Sunday, March 22, 2015

Sunday Confession: Safe

Safe.

I struggle with the word these days. Though sometimes I wonder if I ever really knew the feeling.

I used to go to Wal-Mart in the middle of the night.  I told my ex's mom that once and she completely flipped, telling me I needed to make sure I wasn't followed home.  I shrugged it off as her big city paranoia.

I feel safe where I live.  And it feels good.  It has been a long time since I felt safe.  The truth of the matter is that once I'm inside and I know the door is locked, I feel safer here in my home than anywhere else and I wonder if this is why I hate to leave now.

I feel exposed anywhere else.  Here... I know the sounds.  I know how the house creaks and the furnace clicks.  I know if I hear something, it is more than likely the teenage boy down the street and one of his girlfriends, or his mom and her boyfriend; One summer, she found lipstick on his underwear.  I just stay in bed and listen for when things escalate and then I call the police.

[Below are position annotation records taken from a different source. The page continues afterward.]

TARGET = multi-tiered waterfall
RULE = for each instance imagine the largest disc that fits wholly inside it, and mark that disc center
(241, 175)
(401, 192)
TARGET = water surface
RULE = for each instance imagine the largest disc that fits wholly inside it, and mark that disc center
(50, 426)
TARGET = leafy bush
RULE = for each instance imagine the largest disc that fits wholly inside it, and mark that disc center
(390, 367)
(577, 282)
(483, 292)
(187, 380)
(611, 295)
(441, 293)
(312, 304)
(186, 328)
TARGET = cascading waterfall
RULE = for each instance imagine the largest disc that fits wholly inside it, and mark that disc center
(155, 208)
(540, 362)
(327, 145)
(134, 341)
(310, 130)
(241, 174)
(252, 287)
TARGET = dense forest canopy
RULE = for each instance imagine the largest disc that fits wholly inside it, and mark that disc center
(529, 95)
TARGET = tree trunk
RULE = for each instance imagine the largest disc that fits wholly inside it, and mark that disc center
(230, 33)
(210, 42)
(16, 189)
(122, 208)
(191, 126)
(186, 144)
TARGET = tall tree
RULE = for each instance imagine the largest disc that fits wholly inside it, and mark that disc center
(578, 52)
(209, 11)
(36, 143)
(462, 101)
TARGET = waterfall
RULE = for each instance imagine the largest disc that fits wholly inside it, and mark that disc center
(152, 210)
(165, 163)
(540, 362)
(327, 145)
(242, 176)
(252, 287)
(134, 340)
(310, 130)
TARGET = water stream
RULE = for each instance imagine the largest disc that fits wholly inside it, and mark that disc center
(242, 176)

I've become a cop caller, and I'm ok with it. I once knew what it was like not to feel safe in my own home.  I remember when someone made me feel afraid in the place where I laid my head at night. And so when I hear someone is making someone else afraid, I'll stay safe in my home and I'll make the call for them every time. Just the way I wish someone had made the call for me.

1 comment:

  1. I love the way you went with this ❤

    Totally agree I'd rather err on the side of caution and call for help for someone else rather than just sit and do nothing.